Jesus warns us not to fall into the perpetual practice of building bigger and bigger barns to store all our stuff because in the end “the things you have prepared, whose will they be?”  There is a connection between our soul and our stuff—apparently if our soul is tied up in our stuff in an unhealthy way, it could be a sign of soul-sickness as Jesus says of this person building bigger barns “Fool!

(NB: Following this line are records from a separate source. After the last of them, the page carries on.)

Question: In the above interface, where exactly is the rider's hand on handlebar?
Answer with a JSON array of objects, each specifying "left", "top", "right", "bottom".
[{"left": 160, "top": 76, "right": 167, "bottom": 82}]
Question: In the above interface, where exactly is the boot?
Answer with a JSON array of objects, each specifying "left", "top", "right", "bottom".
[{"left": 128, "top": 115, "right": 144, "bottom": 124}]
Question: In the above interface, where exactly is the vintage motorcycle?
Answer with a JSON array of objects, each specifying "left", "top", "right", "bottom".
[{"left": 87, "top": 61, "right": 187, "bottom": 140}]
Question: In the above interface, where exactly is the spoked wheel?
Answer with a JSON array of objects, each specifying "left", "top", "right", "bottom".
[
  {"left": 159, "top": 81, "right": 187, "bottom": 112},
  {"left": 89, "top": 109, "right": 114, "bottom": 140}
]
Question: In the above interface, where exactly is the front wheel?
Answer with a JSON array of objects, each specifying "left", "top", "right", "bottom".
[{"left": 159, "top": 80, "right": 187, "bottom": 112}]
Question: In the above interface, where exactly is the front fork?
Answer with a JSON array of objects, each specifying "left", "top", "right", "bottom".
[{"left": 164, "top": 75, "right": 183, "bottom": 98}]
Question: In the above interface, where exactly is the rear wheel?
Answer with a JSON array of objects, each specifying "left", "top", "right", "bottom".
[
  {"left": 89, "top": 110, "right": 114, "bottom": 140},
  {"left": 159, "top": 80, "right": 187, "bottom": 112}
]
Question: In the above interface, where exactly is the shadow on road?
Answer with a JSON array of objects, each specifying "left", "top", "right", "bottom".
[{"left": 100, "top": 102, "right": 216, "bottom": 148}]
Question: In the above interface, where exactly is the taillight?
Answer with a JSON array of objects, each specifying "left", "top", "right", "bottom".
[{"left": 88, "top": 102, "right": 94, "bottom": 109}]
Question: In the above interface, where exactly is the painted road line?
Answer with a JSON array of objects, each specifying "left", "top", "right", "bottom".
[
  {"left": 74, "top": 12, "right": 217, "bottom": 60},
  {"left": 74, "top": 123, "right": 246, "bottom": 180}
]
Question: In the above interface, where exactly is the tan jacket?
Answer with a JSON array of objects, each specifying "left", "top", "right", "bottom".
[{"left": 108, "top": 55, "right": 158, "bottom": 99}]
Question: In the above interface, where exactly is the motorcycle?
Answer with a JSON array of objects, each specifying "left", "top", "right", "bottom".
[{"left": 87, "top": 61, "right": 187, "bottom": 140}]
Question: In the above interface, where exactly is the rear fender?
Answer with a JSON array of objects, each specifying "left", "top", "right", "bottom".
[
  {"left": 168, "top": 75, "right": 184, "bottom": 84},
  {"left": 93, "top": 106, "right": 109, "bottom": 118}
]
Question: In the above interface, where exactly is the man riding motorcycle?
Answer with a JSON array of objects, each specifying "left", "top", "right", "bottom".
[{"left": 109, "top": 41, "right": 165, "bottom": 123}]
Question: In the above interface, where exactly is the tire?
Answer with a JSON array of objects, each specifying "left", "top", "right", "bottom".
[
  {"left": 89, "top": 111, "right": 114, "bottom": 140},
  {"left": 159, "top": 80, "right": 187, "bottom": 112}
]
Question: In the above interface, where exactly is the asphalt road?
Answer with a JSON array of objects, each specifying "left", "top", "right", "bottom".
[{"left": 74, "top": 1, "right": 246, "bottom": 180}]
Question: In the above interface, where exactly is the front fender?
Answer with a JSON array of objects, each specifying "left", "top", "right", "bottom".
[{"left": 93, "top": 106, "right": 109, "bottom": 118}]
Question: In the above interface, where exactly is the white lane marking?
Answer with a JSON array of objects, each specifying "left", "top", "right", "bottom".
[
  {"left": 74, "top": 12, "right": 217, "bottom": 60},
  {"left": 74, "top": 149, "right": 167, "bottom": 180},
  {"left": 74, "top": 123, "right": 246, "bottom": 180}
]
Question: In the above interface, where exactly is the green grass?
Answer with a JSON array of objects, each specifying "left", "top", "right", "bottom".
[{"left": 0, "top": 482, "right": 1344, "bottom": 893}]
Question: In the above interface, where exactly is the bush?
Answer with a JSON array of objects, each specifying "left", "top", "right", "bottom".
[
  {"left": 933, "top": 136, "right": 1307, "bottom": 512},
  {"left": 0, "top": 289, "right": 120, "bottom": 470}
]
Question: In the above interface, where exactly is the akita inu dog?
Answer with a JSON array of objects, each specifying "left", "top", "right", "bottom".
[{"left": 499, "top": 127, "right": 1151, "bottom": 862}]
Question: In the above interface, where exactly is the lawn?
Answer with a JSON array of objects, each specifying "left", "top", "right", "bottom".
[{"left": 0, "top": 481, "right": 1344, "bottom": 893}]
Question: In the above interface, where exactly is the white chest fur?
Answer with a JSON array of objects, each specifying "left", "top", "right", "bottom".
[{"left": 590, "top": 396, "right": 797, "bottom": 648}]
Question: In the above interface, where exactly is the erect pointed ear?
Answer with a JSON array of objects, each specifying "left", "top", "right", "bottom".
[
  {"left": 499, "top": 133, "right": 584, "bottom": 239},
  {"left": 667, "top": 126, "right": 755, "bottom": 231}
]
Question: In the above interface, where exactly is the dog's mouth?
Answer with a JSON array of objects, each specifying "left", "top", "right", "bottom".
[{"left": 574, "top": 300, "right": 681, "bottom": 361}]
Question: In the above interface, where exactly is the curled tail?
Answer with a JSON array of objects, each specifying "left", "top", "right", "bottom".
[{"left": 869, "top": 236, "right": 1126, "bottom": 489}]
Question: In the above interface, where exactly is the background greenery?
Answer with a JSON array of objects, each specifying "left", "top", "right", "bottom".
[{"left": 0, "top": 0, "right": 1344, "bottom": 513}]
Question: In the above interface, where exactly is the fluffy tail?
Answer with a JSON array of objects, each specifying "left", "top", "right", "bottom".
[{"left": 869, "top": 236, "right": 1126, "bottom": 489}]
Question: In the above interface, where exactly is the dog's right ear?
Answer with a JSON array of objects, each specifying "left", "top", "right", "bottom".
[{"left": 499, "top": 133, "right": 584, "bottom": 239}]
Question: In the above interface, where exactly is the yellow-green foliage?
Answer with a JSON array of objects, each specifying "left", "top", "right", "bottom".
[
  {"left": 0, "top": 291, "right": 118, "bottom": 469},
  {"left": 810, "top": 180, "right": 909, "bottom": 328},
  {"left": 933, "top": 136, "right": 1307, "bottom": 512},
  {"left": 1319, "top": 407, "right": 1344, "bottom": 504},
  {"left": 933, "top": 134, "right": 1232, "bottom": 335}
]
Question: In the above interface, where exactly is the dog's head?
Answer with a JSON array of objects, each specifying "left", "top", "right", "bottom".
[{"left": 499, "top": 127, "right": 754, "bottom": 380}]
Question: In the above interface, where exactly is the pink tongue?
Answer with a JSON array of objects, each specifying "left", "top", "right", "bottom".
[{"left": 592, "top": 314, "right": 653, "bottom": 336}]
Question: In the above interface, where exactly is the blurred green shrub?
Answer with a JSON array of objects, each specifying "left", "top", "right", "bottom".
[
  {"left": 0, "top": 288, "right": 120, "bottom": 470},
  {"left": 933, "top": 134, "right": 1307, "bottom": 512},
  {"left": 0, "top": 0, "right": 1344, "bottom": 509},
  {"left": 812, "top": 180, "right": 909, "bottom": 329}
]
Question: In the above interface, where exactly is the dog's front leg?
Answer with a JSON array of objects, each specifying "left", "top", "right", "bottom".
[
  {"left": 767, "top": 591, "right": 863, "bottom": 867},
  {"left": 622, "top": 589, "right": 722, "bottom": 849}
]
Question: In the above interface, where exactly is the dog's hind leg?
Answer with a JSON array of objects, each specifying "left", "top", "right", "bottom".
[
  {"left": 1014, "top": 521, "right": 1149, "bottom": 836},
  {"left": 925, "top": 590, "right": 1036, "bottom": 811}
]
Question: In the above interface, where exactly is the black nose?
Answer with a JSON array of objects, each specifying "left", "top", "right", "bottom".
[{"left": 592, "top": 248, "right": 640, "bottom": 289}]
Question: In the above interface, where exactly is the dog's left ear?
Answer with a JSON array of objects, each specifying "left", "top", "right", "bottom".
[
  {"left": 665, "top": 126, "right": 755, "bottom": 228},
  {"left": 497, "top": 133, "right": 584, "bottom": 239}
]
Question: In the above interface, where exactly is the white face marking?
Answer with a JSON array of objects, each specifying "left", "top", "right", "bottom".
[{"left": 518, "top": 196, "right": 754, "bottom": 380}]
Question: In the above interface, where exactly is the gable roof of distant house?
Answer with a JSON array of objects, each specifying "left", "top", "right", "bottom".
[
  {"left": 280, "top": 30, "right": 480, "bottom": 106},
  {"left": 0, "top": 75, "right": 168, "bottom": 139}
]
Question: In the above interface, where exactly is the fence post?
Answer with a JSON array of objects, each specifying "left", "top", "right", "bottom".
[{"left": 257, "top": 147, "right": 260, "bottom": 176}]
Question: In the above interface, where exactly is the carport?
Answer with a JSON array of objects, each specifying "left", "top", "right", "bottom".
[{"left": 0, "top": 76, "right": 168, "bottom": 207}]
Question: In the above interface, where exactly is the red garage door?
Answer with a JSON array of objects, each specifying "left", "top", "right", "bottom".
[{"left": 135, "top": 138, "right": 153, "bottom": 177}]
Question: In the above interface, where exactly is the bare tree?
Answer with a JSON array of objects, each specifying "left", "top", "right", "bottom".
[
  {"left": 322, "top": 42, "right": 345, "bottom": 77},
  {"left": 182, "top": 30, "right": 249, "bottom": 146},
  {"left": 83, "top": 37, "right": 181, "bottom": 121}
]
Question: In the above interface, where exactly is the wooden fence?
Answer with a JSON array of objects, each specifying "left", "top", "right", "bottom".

This night your soul is required of you” (Luke 12:15-22).  Jesus isn’t completely against stuff—he compares the gospel to treasure continually, he tells us to equip ourselves with “moneybags that do not grow old” so that we can give to people in need (Luke 12:33).  One of the more fascinating aspects of the show is that hoarding is not by any means limited to the wealthy, but it does appear to be particularly common among Americans (who are wealthy by the rest of the world’s standards).

So what does this have to do with Hoarders?  Hoarders is a TV show about people who clearly have an unhealthy relationship to their stuff.  The show is fascinating in many ways.  One because these people have their sins of hoarding aired in public and because the show makes a deliberate effort to delve into the psychology behind their hoarding habits.  I feel a little awkward watching the show because of the public way in which these people’s bad habits are aired for all to see, but it’s important to remember that these people at least recognize that they are not right—otherwise they would never agree to go on the show.  Every time I watch, I root for the personal growth of the hoarders, I cheer them on as they make steps toward reform.  However, Hoarders is mostly a tragedy, there are some stories that seem to end happily, but more often than not, the “dog returns to its vomit” as it were (Prov. 26:11).

It would seem that possessions have an allure that is hard to kick—so hard that one lady picks pumpkin seeds out of disgustingly rotted pumpkins and another lady shuts down in the middle of the clean up project and refuses to continue.  Marriages, parent-child relationships, and friendships fall apart on screen due, at least in part, to these people’s obsession with earthly goods.  I am not going to pretend that these people’s issues are simple or that they don’t have emotional scars that are keeping them from maintaining a healthy relationship to their possessions, but I do want to say that a good dose of Biblical eschatology might help gain a little perspective on what place our possessions ought to have in our lives.  Ultimately what these people need is their minds transformed by Christ, but for those of you who know Christ, I want to shed a little light on how our eschatology can influence how we perceive our possessions.

Our possessions in and of themselves are not evil.  I know this because of all the physical things that are going to be present in the new heavens and the new earth (Isa. 60-66) and more simply because God created everything and declared it very good (Gen. 1:31).  Possessions only become sinful when we misappropriate them.  I also know that in the new heavens we will work and we be compensated for our work and it will be good (Isa. 65:21-22).  So work is a good thing and payment for said work is also good (Luke 10:7; 2 Thess. 3:10).  What you buy with what you make is another discussion.  I find it interesting that the Bible never lays out a quota for us of what percentage of our income we should give to the needy or to the church or to missions.  What we do know is that Jesus was the most giving person who ever lived and He calls us to follow his example of self sacrifice (Mark 8:34).

I think in the new heavens we will have many of the possessions we have now, only we will keep them in their proper place—as undeserved gifts from our gracious heavenly father.  We won’t fight over them and we won’t covet because we will already possess the greatest gift imaginable—an intimate relationship with the God who made us (Isa. 65:24).  So in the meantime how should we feel about our stuff?  I can’t delineate what is appropriate for you, but I for one recognize that the Lord has already given me “money bags that do not grow old” and I pray God would make me more joyfully willing to part with them for His glory and the good of those created in His image.